The application by Agusan Petroleum and Mining Corp has been sent to the office of President Gloria Macapagal Arroyo for a final approval, the official said.
Agusan Petroleum, owned by San Miguel SMC.PSSMCB.PS president Ramon Ang, has applied for a financial and technical assistance agreement (FTAA), a contract allowing 100-percent foreign ownership of a mining project and is open to large projects with initial capital of at least $50 million.
The environment and natural resources department first approved Agusan’s FTAA proposal in early 2007, said Horacio Ramos, director of the Mines and Geosciences Bureau.
But the presidential palace sent it back to the agency for further review.
“It’s now (back) with the Office of the President,” Ramos told Reuters.

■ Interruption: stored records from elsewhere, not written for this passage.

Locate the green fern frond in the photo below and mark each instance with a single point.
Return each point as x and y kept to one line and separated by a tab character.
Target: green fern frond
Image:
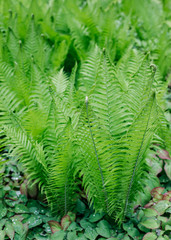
61	183
30	154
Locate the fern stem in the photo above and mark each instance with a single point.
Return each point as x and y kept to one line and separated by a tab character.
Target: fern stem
100	169
136	163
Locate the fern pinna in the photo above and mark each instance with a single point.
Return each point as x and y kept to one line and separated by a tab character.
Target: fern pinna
56	133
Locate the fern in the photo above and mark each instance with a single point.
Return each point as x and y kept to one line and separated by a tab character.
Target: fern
50	62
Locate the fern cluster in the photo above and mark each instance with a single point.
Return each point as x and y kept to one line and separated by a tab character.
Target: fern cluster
79	98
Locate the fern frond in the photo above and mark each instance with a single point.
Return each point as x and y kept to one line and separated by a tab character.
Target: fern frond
61	183
30	154
132	156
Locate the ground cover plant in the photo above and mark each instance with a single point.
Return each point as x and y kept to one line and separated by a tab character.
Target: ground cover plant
82	105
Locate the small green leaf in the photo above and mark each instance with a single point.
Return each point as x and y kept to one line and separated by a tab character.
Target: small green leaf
151	223
161	206
34	221
23	188
168	228
3	211
55	226
96	217
72	216
167	168
59	235
150	236
65	222
18	227
84	224
2	223
80	206
150	212
103	229
21	208
71	236
90	233
74	226
2	234
9	230
32	190
81	237
167	196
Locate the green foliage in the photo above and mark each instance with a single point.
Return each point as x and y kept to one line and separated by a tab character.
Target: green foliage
53	59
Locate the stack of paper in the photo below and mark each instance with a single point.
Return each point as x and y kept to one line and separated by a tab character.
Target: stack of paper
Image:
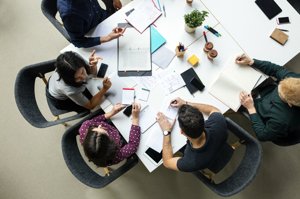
144	15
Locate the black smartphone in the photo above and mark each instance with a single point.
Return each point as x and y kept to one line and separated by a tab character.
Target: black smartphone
102	70
197	84
154	155
128	110
283	20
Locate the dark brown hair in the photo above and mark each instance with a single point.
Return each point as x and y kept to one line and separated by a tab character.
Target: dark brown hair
99	148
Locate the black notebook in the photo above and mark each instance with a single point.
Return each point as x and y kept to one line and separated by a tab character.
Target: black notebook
269	7
187	76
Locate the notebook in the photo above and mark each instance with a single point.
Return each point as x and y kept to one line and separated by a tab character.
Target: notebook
279	36
187	76
269	7
234	79
156	39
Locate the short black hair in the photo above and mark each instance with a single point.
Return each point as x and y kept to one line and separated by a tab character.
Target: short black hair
66	66
99	148
191	121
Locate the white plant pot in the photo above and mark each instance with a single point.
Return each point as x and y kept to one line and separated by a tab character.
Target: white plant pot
189	29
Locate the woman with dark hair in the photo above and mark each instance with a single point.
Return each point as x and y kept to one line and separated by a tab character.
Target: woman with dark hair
102	142
66	88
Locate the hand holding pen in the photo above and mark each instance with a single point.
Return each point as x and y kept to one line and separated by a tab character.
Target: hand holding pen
244	60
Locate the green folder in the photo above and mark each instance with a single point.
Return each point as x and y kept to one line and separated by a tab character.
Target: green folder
156	39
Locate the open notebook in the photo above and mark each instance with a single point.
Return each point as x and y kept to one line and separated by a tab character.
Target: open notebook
234	79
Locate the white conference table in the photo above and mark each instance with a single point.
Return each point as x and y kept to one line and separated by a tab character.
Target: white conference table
172	28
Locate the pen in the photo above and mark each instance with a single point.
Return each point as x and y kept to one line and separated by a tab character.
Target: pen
159	5
241	56
283	30
214	30
205	36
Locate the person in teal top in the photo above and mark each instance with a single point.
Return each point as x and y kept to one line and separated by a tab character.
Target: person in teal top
276	112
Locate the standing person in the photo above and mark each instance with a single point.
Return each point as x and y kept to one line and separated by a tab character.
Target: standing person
66	87
204	139
276	112
102	142
80	16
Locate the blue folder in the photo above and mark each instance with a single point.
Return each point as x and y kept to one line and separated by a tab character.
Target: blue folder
156	39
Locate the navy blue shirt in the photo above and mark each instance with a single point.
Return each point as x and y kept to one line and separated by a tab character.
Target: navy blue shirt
79	17
195	159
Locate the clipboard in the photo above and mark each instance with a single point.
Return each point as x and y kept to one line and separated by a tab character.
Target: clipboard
136	72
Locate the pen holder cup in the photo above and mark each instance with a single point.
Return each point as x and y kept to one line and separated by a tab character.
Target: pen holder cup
178	53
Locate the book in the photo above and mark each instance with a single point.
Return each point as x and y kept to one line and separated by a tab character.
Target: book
187	76
157	40
234	79
269	7
193	60
279	36
143	15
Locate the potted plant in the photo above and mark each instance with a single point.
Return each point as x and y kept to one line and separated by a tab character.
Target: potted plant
194	19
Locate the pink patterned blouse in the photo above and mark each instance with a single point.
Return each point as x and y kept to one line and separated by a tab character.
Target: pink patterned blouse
122	153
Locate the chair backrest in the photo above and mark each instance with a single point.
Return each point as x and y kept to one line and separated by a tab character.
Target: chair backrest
246	171
78	166
49	9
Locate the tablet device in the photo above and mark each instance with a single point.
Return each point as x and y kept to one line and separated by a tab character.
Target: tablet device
153	156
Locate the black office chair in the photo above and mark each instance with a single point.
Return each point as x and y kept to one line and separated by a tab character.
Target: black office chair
26	100
79	167
246	171
49	9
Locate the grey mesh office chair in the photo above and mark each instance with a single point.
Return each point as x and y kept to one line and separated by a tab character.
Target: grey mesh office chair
49	9
246	171
26	100
78	166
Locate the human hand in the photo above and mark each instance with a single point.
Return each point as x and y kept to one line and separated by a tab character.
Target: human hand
117	4
178	103
117	108
106	83
164	123
116	33
245	60
247	102
93	60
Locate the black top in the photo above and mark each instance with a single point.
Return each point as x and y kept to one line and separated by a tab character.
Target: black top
216	135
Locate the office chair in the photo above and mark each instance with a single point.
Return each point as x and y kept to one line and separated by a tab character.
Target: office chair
246	171
78	166
26	100
49	9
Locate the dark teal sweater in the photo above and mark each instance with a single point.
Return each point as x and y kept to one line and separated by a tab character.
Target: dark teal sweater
274	118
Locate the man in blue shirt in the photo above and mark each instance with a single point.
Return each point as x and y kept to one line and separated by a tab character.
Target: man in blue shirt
80	16
204	139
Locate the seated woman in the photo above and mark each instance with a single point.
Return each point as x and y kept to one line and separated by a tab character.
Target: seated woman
101	142
66	87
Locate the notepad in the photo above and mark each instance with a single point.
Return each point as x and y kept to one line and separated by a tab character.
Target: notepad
127	95
193	60
234	79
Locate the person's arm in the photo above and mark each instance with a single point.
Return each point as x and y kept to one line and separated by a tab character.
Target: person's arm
169	161
97	98
266	67
204	108
134	136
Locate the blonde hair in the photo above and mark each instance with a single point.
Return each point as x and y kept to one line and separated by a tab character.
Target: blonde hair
289	90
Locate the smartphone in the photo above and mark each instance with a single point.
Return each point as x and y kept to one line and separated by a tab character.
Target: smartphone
153	156
283	20
102	70
128	110
197	84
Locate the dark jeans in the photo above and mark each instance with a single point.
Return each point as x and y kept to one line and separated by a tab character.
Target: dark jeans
67	104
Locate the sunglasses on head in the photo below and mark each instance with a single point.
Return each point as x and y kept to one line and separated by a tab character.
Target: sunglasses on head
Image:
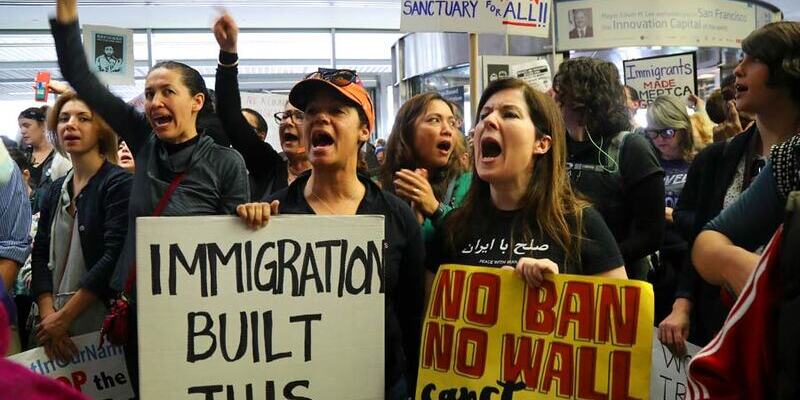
667	133
339	77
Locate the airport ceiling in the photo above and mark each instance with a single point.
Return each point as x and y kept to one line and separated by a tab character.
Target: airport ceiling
197	14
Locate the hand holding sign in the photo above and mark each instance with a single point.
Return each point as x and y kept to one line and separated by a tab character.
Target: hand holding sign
226	32
533	270
256	215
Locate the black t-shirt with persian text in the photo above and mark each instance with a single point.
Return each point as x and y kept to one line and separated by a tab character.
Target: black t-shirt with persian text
492	246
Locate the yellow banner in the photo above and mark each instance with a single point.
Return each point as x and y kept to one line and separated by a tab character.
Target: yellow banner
487	335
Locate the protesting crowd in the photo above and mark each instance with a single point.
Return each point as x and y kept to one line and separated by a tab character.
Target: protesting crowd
565	182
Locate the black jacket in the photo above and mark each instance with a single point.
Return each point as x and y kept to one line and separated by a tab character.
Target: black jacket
707	181
102	218
268	170
404	256
216	179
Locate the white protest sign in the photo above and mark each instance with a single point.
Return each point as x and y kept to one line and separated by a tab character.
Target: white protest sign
97	371
109	51
294	310
267	104
602	24
514	17
668	372
674	74
535	73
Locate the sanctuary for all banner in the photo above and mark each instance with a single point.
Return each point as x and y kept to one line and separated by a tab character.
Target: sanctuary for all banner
488	335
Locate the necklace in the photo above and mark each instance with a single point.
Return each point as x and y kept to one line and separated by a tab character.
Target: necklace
323	202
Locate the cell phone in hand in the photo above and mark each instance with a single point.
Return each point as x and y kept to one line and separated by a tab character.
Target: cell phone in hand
42	79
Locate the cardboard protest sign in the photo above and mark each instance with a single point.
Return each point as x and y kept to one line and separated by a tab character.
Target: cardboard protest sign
294	310
109	51
514	17
674	74
668	372
487	333
97	371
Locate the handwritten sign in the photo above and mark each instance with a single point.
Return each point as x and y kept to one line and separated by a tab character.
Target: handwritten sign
515	17
674	74
294	310
97	371
668	373
487	334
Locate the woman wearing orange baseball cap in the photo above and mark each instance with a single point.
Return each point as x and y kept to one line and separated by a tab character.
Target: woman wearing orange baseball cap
339	118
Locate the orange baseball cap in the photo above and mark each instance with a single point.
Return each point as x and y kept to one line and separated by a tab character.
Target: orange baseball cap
304	91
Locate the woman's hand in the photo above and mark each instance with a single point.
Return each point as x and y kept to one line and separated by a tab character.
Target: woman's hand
66	11
673	331
226	32
53	334
533	270
57	87
414	187
256	215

If it secures Arroyo’s approval, Agusan Petroleum will be the first company to win an FTAA since 1995 when the Philippines cleared a law allowing 100 percent foreign ownership of a mining venture, and only the third group to have such an agreement.

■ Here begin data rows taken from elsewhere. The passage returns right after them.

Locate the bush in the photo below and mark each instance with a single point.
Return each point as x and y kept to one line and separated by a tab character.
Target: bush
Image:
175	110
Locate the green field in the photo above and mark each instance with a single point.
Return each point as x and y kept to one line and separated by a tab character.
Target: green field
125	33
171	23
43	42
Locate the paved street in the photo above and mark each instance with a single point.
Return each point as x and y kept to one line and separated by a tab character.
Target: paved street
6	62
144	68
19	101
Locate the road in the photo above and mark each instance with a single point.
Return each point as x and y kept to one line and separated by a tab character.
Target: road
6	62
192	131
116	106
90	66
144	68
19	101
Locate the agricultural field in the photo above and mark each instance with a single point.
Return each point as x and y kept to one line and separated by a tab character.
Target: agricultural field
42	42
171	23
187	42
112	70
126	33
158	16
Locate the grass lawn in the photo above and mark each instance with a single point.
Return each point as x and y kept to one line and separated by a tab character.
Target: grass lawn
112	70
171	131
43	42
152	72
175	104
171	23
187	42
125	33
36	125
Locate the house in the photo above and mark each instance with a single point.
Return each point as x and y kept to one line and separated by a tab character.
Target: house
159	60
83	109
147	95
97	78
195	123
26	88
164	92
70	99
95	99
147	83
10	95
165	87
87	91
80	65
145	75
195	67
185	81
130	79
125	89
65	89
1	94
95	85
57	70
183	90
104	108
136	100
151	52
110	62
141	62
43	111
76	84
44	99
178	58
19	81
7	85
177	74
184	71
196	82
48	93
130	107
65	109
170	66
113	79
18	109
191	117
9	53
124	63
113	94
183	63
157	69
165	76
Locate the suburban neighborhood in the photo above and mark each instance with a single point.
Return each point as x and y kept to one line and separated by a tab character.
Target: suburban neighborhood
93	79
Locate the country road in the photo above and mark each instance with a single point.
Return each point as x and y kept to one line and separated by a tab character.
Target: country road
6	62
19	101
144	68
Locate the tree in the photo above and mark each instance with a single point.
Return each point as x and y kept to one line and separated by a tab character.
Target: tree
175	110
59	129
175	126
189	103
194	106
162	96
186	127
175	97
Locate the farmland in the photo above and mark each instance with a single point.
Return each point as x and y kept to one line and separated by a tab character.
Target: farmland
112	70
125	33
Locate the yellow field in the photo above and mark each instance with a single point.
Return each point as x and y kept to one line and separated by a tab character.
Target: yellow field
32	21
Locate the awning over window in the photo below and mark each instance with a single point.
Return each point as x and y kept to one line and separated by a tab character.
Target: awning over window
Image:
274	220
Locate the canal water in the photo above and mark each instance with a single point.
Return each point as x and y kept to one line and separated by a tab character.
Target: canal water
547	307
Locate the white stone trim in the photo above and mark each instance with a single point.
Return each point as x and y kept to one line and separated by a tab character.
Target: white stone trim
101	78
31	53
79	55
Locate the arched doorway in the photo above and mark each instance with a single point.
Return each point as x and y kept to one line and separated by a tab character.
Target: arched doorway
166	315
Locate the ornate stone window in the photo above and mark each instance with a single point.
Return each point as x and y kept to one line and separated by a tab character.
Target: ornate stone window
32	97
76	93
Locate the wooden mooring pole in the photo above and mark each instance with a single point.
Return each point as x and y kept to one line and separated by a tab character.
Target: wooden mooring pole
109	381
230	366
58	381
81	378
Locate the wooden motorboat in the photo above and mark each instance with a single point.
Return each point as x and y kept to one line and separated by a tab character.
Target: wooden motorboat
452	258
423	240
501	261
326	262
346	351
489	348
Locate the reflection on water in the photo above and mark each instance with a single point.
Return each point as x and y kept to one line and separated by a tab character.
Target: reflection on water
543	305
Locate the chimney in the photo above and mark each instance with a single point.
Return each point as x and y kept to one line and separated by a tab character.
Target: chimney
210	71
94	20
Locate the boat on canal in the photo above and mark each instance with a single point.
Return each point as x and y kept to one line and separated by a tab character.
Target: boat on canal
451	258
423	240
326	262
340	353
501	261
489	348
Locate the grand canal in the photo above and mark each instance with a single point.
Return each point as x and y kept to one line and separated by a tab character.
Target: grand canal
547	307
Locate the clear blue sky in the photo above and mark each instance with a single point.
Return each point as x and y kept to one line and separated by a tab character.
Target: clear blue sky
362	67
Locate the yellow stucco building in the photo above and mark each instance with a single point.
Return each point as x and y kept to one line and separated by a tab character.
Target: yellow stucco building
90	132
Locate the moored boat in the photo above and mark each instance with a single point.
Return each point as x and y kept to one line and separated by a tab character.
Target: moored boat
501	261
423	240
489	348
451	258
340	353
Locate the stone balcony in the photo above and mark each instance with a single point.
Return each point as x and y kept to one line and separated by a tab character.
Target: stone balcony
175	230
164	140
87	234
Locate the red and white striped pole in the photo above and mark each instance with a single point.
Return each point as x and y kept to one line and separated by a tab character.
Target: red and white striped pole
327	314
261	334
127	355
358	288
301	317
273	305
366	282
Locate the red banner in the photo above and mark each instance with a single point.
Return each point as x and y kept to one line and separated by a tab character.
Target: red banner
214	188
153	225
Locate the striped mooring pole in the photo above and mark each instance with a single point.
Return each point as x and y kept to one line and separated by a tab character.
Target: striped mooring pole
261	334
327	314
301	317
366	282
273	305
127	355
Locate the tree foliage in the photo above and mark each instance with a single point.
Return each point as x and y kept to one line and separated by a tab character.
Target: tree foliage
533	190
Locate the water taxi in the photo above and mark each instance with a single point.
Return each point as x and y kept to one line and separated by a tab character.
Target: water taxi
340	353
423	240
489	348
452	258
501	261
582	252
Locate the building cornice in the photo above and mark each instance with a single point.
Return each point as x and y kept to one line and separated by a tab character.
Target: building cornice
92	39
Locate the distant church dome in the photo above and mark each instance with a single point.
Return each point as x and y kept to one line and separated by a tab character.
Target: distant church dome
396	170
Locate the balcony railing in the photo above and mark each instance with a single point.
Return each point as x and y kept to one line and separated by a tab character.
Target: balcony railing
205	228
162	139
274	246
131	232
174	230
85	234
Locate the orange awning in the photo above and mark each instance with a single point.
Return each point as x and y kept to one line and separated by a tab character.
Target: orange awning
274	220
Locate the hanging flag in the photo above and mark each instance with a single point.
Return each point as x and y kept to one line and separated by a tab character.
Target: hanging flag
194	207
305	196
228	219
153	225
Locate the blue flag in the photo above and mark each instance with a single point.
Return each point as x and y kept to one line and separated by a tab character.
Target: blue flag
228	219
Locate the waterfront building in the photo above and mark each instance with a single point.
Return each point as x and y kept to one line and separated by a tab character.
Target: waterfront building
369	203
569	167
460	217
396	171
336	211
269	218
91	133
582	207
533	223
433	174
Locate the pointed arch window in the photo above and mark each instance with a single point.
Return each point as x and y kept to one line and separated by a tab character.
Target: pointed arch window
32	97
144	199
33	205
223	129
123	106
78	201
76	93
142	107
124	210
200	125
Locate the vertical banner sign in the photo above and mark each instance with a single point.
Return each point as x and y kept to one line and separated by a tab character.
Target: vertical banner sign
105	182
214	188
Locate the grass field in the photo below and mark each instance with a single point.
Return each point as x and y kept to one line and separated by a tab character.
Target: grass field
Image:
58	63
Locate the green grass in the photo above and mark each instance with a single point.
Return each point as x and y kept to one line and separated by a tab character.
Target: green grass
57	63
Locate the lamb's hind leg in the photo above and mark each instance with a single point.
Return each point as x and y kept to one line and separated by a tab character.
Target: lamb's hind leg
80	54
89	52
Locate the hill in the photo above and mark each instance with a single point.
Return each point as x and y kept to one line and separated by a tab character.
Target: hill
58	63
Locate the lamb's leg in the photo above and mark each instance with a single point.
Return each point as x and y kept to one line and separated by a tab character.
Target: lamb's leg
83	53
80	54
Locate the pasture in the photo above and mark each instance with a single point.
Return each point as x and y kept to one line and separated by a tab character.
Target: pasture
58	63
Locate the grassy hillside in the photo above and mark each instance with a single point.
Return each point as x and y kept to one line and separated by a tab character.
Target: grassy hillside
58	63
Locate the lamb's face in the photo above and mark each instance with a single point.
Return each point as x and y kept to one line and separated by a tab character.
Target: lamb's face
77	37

Agusan Petroleum is hoping to tap a potentially rich iron and copper reserve on the island of Mindoro, south of the capital Manila.
Ang, known as a dealmaker, has personal interests in real estate, construction, hotel operation, and engineering-related businesses.
He has steered San Miguel -- which dominates the local market for beer and processed meats -- to diversify into heavy industry, but the group has been unsuccessful so far in bids to enter the power and infrastructure sectors more than a year after it announced its plan for new non-allied ventures.
Ramos estimates that $1 billion will flow into the Philippine mining sector by the end of the year, bringing total investments to around $2.4 billion since the industry was liberalised in 2004.
The government is hoping this will rise to around $10 billion within the next three years.
About 50 applications for an FTAA are still pending, said Ramos.